There are a few specific things I dislike about most Les Pauls, besides the price. First off, they don't balance as well as a guitar with an upper horn, secondly most of them (like Duane Allman's, & Clapton's, & Beck's) needed to be refretted with bigger frets, ones that also extended all the way out over the binding, instead of little plastic bumps where the ends of the frets should be. Gibson has obviously corrected that problem on the reissues (except on the reissues that are supposed to be absolutely authentic, thereby including the original design flaws). Gibson's electronic shielding on their early guitars was spotty, because they weren't designed to be used standing in front of 100 watt stacks with three fuzztones plugged into each other....

The necks were all over the place on the originals, as is the case with any hand-shaped guitar - the guy with the woodplane thinks he's getting better and better with each subsequent guitar.... Page's guitar had a reshaped neck, many of the reissues that claim to have "rolled" fingerboard edges to "duplicate wear" actually duplicate some guy sanding off the sharp edges on a 50-year-old guitar, 48 years ago.The great thing about Warmoth (& design evolution) is that we're not stuck with early design problems - who wants a "fretless wonder" refret?  :dontknow:

Don't even get me started on "classic" Stratocasters, there's about a dozen things wrong with them... that's why I'm here, instead of at unofficialstrat.com I guess. :blob7:

I'm trying to imagine The Allman Bros. "Live At Fillmore East" played on two Superstrats.
- you're a mean person & god is going to punish you for it. :evil4:
stubhead said:
I'm really, really sure that if Ibanez had released the RG in 1955, and Schecter had released the Avenger in in 1957, and Gibson had released the Les Paul in 1990 and Fender had released the Strat in 2001, you'd see a very different world. The 'relic'ing industry that grew out of the vintage market, taking $1000 guitars and turning them into $2000 guitars by scratching them up and burning them and dragging them around behind your truck.... 200-ft Ibanezes on the Hard Rock Cafes!  :eek:

Brilliantly put. 

Imagine if the computer world worked like the guitar world.  New for 2007: A reissue of the Commodore Vic 20 that is even more authentic than 2006's reissue of the Vic 20.  A sneak peek at what's coming in 2008:  A Vic 20 reissue complete with a crusty, sticky keyboard.

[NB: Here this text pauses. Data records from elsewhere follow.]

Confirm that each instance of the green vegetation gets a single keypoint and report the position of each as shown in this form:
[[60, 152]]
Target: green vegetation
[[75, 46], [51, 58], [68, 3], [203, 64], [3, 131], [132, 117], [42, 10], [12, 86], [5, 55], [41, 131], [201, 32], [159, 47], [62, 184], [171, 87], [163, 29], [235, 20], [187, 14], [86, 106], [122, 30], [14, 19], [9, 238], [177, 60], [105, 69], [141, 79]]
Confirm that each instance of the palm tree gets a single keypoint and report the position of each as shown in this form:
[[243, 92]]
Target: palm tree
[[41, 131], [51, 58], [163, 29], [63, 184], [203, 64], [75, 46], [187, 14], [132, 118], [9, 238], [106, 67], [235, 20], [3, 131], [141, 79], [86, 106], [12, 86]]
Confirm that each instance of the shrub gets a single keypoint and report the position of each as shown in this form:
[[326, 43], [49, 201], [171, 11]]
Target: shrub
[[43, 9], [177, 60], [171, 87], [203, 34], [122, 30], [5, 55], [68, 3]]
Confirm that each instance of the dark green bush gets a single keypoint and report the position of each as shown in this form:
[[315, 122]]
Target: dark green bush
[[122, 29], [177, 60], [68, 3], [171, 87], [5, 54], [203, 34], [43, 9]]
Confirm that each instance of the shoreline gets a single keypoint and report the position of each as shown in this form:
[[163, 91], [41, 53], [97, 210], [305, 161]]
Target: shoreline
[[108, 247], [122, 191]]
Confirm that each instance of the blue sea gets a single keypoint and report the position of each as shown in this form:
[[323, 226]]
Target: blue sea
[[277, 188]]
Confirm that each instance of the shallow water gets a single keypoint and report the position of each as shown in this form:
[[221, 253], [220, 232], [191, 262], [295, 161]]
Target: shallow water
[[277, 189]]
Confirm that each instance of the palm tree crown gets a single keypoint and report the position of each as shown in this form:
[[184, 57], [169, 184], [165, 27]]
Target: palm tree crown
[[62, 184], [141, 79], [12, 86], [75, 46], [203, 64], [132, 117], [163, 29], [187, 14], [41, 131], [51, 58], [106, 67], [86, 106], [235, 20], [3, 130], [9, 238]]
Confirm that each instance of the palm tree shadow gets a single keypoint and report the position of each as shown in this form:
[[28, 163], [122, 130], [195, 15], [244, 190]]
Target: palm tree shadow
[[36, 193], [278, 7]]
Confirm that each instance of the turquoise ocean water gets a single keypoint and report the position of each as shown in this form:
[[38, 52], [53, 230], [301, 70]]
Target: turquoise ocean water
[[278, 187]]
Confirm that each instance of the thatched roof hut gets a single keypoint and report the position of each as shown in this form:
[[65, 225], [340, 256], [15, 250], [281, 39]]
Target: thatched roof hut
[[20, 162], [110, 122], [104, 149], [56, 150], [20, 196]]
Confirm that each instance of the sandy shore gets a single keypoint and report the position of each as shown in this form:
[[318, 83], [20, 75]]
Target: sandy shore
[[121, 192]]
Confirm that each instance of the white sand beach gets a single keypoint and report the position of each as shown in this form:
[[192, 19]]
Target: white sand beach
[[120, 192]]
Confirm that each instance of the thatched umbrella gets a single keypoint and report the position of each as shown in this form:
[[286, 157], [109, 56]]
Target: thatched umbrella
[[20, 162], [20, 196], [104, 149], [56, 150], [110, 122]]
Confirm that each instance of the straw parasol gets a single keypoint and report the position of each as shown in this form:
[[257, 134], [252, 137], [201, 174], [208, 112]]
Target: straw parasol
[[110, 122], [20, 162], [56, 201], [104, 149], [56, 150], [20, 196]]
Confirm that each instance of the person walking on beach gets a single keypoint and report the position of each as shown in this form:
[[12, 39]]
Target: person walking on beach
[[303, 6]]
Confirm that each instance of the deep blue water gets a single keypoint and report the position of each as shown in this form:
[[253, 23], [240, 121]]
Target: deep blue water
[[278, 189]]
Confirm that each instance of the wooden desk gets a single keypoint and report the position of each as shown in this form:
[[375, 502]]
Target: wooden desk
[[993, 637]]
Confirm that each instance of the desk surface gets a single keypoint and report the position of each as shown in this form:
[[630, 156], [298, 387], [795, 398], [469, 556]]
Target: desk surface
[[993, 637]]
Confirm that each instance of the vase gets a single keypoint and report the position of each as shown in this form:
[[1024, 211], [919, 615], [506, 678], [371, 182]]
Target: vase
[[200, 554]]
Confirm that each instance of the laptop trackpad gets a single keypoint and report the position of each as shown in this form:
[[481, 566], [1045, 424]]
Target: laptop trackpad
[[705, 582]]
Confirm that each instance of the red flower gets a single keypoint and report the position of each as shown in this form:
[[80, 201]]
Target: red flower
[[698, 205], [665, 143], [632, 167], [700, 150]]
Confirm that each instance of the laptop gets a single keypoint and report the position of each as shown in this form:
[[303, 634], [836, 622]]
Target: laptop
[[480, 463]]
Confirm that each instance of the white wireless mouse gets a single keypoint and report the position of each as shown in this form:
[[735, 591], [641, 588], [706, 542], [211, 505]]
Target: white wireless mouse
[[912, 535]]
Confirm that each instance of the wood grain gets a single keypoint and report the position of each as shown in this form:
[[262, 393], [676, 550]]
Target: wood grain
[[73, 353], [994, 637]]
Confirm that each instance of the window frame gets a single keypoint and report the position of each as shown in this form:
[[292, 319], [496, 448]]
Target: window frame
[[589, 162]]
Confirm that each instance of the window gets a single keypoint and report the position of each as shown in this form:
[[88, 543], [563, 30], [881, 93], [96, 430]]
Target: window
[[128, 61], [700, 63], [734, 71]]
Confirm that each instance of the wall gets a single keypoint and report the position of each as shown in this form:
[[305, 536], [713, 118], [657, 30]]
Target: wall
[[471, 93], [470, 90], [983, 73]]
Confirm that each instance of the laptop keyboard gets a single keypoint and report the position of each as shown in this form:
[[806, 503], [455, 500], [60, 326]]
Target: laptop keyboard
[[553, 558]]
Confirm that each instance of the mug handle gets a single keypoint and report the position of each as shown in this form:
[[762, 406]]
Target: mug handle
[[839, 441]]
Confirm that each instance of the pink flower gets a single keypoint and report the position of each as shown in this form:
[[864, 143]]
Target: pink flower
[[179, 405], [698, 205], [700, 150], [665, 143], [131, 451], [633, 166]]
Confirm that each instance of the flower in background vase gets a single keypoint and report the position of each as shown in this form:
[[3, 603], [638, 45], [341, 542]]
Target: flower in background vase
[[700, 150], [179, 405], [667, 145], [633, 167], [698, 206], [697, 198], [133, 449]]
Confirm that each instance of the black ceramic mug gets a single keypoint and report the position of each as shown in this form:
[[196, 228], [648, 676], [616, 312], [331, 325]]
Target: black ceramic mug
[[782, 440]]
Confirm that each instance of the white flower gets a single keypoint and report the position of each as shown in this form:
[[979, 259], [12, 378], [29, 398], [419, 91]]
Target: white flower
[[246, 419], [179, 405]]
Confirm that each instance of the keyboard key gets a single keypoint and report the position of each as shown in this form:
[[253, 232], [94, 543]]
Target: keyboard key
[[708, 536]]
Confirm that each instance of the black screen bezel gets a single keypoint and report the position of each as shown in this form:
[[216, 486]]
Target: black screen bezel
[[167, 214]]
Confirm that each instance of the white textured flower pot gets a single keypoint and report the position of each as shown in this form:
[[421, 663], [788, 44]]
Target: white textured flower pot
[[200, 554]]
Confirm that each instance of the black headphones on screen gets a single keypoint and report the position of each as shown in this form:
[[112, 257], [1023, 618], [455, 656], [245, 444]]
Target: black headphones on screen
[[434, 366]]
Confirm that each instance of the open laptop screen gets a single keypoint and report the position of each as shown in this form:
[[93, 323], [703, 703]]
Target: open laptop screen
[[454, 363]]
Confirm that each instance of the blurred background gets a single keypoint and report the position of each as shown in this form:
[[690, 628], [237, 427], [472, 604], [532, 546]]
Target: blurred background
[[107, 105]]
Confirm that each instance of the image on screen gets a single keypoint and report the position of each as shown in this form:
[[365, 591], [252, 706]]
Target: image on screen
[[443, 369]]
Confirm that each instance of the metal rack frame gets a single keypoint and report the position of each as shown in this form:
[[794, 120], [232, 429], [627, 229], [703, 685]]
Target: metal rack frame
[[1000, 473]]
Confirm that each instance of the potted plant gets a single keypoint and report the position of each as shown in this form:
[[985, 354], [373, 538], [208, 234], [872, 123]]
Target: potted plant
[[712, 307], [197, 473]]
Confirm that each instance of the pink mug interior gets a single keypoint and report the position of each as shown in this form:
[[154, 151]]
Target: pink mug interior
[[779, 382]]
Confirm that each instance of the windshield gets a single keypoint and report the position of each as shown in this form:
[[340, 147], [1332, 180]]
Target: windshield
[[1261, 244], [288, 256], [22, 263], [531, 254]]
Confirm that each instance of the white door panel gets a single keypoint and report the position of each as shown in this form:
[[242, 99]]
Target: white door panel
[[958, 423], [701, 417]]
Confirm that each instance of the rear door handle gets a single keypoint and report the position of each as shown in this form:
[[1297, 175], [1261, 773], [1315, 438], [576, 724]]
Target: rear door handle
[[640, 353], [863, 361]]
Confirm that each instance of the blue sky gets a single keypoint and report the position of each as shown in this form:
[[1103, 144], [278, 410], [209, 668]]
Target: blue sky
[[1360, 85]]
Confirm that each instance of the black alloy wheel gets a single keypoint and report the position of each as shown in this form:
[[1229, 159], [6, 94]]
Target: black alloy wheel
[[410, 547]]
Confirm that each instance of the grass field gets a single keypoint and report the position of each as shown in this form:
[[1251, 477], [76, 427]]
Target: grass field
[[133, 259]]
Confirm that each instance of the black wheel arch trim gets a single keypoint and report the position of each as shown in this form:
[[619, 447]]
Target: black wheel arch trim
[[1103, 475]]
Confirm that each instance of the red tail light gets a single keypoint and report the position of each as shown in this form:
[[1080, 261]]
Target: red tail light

Oh and one more pet peeve about Les Pauls... Since they haven't found a safe reliable spot for the strap hook yet, can we please have straplocks included so our $2,000 guitar doesn't fall to the floor.

I like the ergonomics of the Les Paul design when I'm standing up.  I want to build a Warmoth LP but I'm hopeing a 25.5" scale won't tip it too much.  I know the Strat design makes more sense but the LP looks so bad-ass.
My experience is just the opposite, I find the tonal characteristics much more complex on a Strat vs. a Paul. Much more happens with pick attack and placement,
subtle nuances that I could not achieve on a Paul, not to mention the comfort while playing.
I do think the Paul has more warmth, but it's not enough to sway me.
Just my opinion, celebrate the differences.  :guitaristgif:
I agree with a lot of you, and i can only restate your opinions at this point, but here it goes.
when i get the cash, im going to assemble a custom les paul, why not a strat, because when i look at guitars and basses, i like them to come with tone.



thats what i like about warmoth, instead of overpaying for something that goes through little to no quality control, with design flaws left over from the 50s, i can get something great with all the frills, bells, and whistles for less than a $2000 lp with half the options and half the quality.